Willow ent - Newline Cinema
As I get older and older, I fear death less and less. I belong to a Church that believes existence extends beyond our limited sphere – both pre-Earth life and after it. Because of the nature of our existence, time also becomes less important; I figure that if I don’t do something now, I will be able to do it later. Despite what it sounds like, I am not advocating laziness, but an existence which takes into consideration a longer lifespan. (Think “ent” from Lord of the Rings. They’re trees which live for ages and ages, and they talk and move and act slowly.) Rather, it is my personal philosophy that we will get multiple chances to do things over and over again, and we may be bad at it the first time – but the joyous news is that we can get better.

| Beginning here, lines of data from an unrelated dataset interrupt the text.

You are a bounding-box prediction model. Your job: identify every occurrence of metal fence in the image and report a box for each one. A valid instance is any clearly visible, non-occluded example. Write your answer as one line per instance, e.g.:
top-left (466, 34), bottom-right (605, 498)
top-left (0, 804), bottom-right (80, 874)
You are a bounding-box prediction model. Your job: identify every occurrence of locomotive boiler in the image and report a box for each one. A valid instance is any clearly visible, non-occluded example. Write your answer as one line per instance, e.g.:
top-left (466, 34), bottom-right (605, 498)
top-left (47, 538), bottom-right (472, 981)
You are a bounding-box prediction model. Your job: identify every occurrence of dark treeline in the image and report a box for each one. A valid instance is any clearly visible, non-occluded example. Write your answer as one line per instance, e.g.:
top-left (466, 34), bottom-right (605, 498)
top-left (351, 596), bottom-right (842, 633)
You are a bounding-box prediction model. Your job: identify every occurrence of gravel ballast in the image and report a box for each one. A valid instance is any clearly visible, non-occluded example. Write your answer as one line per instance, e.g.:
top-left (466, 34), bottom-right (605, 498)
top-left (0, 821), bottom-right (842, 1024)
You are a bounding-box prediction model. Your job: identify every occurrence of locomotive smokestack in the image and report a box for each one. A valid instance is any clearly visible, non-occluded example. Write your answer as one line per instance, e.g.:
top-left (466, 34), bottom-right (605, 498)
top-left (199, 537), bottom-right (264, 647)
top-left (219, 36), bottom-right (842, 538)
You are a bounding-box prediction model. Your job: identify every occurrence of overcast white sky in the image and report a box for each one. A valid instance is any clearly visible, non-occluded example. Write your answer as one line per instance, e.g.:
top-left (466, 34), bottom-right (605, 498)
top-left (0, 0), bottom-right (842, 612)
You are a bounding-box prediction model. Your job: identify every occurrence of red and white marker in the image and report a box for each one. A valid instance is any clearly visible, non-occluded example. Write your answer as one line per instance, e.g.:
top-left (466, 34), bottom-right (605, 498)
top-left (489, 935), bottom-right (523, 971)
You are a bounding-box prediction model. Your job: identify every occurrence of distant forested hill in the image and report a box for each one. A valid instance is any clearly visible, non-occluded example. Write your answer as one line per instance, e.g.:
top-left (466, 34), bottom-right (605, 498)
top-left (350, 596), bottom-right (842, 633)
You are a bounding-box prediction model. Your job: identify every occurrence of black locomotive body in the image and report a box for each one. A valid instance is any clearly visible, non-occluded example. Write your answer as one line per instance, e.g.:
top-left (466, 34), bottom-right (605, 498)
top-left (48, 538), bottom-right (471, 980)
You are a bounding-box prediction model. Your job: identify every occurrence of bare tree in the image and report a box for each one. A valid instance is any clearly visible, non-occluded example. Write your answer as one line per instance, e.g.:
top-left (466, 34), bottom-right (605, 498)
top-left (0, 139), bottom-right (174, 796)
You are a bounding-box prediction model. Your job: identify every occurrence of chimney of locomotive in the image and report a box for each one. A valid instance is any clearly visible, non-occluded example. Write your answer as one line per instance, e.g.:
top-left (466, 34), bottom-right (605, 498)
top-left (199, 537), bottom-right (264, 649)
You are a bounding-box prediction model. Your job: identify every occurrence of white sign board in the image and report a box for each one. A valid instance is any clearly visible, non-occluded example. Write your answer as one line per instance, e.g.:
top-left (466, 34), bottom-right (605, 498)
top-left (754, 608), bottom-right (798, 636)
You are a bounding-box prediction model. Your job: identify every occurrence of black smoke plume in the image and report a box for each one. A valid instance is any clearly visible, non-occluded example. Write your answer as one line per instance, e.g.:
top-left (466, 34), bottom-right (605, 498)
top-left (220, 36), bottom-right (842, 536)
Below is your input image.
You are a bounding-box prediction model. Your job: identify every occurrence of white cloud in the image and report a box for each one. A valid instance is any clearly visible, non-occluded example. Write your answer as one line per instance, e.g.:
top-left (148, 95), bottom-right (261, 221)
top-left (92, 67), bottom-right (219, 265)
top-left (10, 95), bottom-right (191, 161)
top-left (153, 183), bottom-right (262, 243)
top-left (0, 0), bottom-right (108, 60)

In a more cosmological vein, I believe existence extends beyond the confines of what we’re given in these seventy, eighty years here. I believe I will be able to continue learning, growing, and improving in the next life. What I don’t learn here, I will have an opportunity to learn at a later point. Note that I don’t want to wait until later, but I only have so much time and energy here. Additionally, my capacity for thinking and understanding may not allow for learning all I want to know. Case in point: the mind of God. I hope to one day understand everything He understands and think the way He does, but I think that there are more planes of thought involved which I do not have access to at this time.

Hubble Image - Jet in Carina
As a result, I think of time as more circular rather than linear. I’ve thought about this a lot regarding conversations – a conversation should not be something that you have at one time. Rather, you can talk about something, go away, think about it, experience a bit more life, and then come back and talk about the same thing with new ideas or new perspective. (Gasp – this is the reason why we always talk about the same things in Church! And to remind us of what we should be doing.) My philosophy on life is that it’s more circular than linear, and that I will have many opportunities to do the things I love. Now, my task will be to take advantage of the opportunities at the optimum time, instead of letting them pass and missing the boat as I wait for whatever is better “just around the corner.”

I don’t think that there is much to fear from death – or at least I don’t have much to fear from own. Other people’s deaths, especially people I care about, frighten me deeply. I don’t want to be left behind, I don’t want to figure out how to live without them. Concerning my own death, I’m afraid of the pain that will come with it, but I think it will be one of the most interesting experiences of my life. I look forward to reuniting with people and entities, such as my grandparents and my cat, after death, as well as reuniting with people I did not get to meet on earth. It’ll just be another adventure.